Step 2 - Handling the Call Home

Call Home Process

After booting the device back up, the WiFi connection is established, and the call home is made. This is caught by Event Driven Ansible and ferried over to Ansible Controller.

For example, here’s the rulebook for the workshop, which instructs EDA on how to handle incoming requests:

---
- name: Listen for events on a webhook
  hosts: all

  sources:
    - ansible.eda.webhook:
        host: 0.0.0.0
        port: 5000

  rules:
    - name: Trigger provisioning workflow
      condition: event.payload.ip_address is defined and event.payload.mac_address is defined and event.payload.student is defined

      action:
        run_playbook:
          name: run-workflow.yml
          extra_vars:
            ip_address: "{{ event.payload.ip_address }}"
            student: "{{ event.payload.student }}"
            mac_address: "{{ event.payload.mac_address }}"

This roughly translates into “if a web call is made to port 5000, and has a student number, ip address, and mac address, it’s an edge device”. The action is to run a playbook locally that triggers a workflow run in Ansible Controller.

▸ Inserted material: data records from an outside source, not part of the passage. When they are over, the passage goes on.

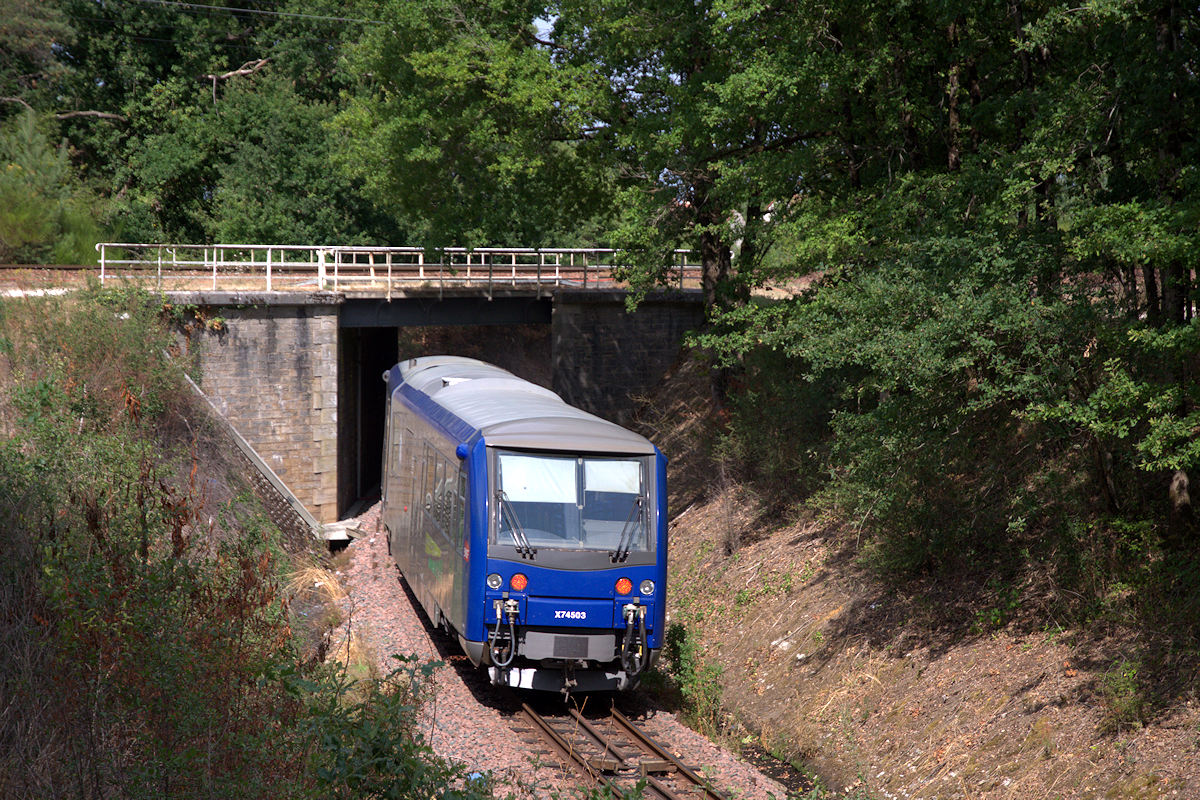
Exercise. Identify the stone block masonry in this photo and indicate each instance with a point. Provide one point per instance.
(273, 372)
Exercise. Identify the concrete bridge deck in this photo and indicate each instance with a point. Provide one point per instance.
(294, 366)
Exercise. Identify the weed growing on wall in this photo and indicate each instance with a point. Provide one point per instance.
(147, 645)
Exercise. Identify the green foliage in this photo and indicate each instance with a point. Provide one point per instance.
(466, 131)
(1123, 696)
(369, 743)
(147, 645)
(46, 214)
(699, 681)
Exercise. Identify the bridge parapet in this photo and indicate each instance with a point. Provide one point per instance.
(375, 271)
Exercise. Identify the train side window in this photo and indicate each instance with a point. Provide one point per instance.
(460, 506)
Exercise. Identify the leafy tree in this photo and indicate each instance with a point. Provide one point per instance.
(47, 216)
(463, 127)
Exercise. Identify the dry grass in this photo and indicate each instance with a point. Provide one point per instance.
(892, 691)
(323, 615)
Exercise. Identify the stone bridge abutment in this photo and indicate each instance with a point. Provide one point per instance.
(299, 374)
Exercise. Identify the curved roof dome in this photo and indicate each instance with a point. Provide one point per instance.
(511, 411)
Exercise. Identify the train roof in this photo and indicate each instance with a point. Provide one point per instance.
(510, 411)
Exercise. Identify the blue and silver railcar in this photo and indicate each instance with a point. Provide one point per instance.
(532, 530)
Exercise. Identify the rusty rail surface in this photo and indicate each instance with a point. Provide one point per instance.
(595, 750)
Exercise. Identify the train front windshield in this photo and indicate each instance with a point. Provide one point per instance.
(573, 503)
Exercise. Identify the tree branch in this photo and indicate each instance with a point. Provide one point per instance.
(16, 100)
(101, 115)
(247, 68)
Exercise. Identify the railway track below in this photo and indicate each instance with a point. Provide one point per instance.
(613, 752)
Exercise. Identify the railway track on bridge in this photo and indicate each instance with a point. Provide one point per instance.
(613, 752)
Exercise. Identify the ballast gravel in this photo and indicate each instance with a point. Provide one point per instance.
(469, 722)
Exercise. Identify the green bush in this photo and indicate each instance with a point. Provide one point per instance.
(145, 644)
(697, 680)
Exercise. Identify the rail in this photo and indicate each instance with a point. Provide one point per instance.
(303, 268)
(616, 756)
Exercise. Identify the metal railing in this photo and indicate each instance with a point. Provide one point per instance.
(301, 268)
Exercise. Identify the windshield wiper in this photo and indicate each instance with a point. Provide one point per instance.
(635, 516)
(522, 541)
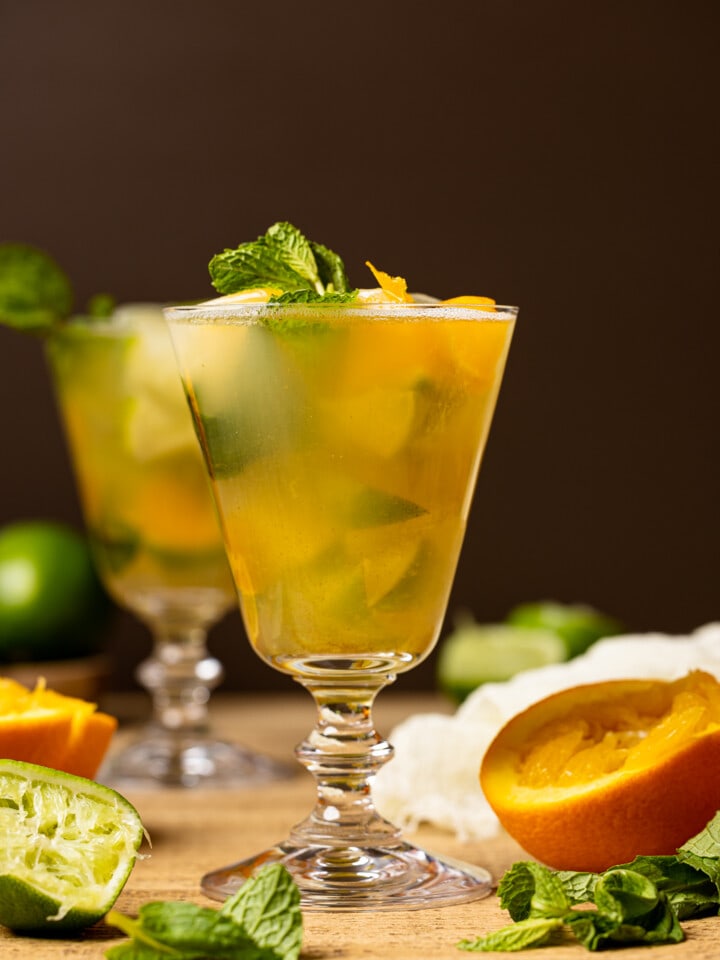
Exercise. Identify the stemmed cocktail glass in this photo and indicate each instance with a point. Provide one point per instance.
(155, 535)
(343, 443)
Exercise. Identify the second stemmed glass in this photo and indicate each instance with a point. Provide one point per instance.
(155, 536)
(343, 442)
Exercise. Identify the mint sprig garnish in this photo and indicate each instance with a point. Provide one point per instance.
(35, 294)
(282, 258)
(262, 921)
(641, 902)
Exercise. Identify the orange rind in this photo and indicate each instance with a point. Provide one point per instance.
(53, 730)
(595, 775)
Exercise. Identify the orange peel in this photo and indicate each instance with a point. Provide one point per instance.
(48, 728)
(595, 775)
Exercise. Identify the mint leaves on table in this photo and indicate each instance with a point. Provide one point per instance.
(35, 294)
(283, 258)
(641, 902)
(262, 921)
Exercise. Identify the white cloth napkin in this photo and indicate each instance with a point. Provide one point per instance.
(433, 777)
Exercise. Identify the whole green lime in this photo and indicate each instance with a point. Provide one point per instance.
(52, 604)
(577, 624)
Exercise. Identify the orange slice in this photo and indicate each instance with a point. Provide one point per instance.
(53, 730)
(595, 775)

Step 3 - The Workflow in Ansible Controller

Provision Devicve Edge Workflow Nodes

Once EDA hands the call home information over to Ansible Controller, a workflow is launched that has three nodes to accomplish the following:

  1. Create a host in the correct inventory on Controller
  2. Test connectivity to the device
  3. Perform some initial configuration of the device, such as setting hostname, etc

Ansible Controller will handle the flow via a workflow. The first job runs against “itself”, communicating only with the Controller API, then switching context to communicate with the newly provisioned edge device.

Solutions

Should the process have succeeded, you should be able to view the new host that corresponds to your edge device in Inventories > Edge Devices. Under the variables section, the device’s IP address should be listed as the value to the ansible_host key.

In addition, there should be some completed jobs on the Jobs tab.